I came up on an anaconda skin to use for my artwork. I showed it to a buddy who told me about trying to sell it to be used as leather. I saw a badass ride with an anaconda skin convertable top, the article said the homeboy paid $25,000 for a 25 ft skin. I got a 19 foot skin I'll let go for $10,000. If interested, hit me up and I'll send you some pics through your e-mail. I havent figured out how to post images on this sight yet.


----------



## hearse

:roflmao: :roflmao: :roflmao: :roflmao: :roflmao: :roflmao: :roflmao: :roflmao: :roflmao: :roflmao: :roflmao: :roflmao: :roflmao: :roflmao: :roflmao:


----------



## ROBERTO G

:uh:


----------



## themadmexican

:happysad: yeah okay


----------



## DIRTYSANCHEZ423

ME ME ME I'LL TAKE IT! :cheesy:


----------



## THE PETE-STA

> _Originally posted by lugo_@Mar 6 2008, 06:01 PM~10108043
> *I came up on an anaconda skin to use for my artwork. I showed it to a buddy who told me about trying to sell it to be used as leather. I saw a badass ride with an anaconda skin convertable top, the article said the homeboy paid $25,000 for a 25 ft skin. I got a 19 foot skin I'll let go for $10,000.  If interested, hit me up and I'll send you some pics through your e-mail. I havent figured out how to post images on this sight yet.
> *


I'LL GIVE YOU $15K FOR IT RIGHT NOW, PAYPAL?


----------



## SUPREME69

> _Originally posted by THE PETE-STA_@Mar 6 2008, 09:53 PM~10110290
> *I'LL GIVE YOU $15K FOR IT RIGHT NOW, PAYPAL?
> *



YOU GONNA MAKE SOME BOOTS AND A BELT HUH :biggrin:


----------



## fundimotorsports




----------



## FROSTY90

haha wtf


----------



## Roma

> _Originally posted by lugo_@Mar 6 2008, 09:01 PM~10108043
> *I came up on an anaconda skin to use for my artwork. I showed it to a buddy who told me about trying to sell it to be used as leather. I saw a badass ride with an anaconda skin convertable top, the article said the homeboy paid $25,000 for a 25 ft skin. I got a 19 foot skin I'll let go for $10,000.  If interested, hit me up and I'll send you some pics through your e-mail. I havent figured out how to post images on this sight yet.
> *


 Can you post that article........I would be fairly certain that that wasnt anaconda skin....lolol.
More than likely a more commonly available "big snake"...and also more than likely not 25' long. Thats a BIG Anaconda.....and trust me they dont get anywhere near the size of the ones from the movies. Sounds to me like another fool with more money then sense. 
A 100 yrs old?...... post pics if you could..I would love to see the condition of the skin ....


----------



## soldierboy

> _Originally posted by lugo_@Mar 6 2008, 07:01 PM~10108043
> *I came up on an anaconda skin to use for my artwork. I showed it to a buddy who told me about trying to sell it to be used as leather. I saw a badass ride with an anaconda skin convertable top, the article said the homeboy paid $25,000 for a 25 ft skin. I got a 19 foot skin I'll let go for $10,000.  If interested, hit me up and I'll send you some pics through your e-mail. I havent figured out how to post images on this sight yet.
> *


 :roflmao: :roflmao: :roflmao: :roflmao: 


ttmft for a good laugh


----------



## GTMILKWEED93

HERE A LITTLE BIT OF KNOWLEDGE FOR YOU. STRAIGHT FROM WIKIPEDIA....

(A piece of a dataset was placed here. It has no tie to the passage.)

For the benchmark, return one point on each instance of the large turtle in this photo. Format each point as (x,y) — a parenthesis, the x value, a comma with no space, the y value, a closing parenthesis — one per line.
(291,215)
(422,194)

It should be noted that the Wildlife Conservation Society has, since the early 20th century, offered a large cash reward (currently worth US$50,000) for live delivery of any snake of 30 feet or more in length. The prize has never been claimed. Also, in a study of 1,000 wild anacondas in Brazil, the largest captured was 17 feet (5.2 m) long.[7]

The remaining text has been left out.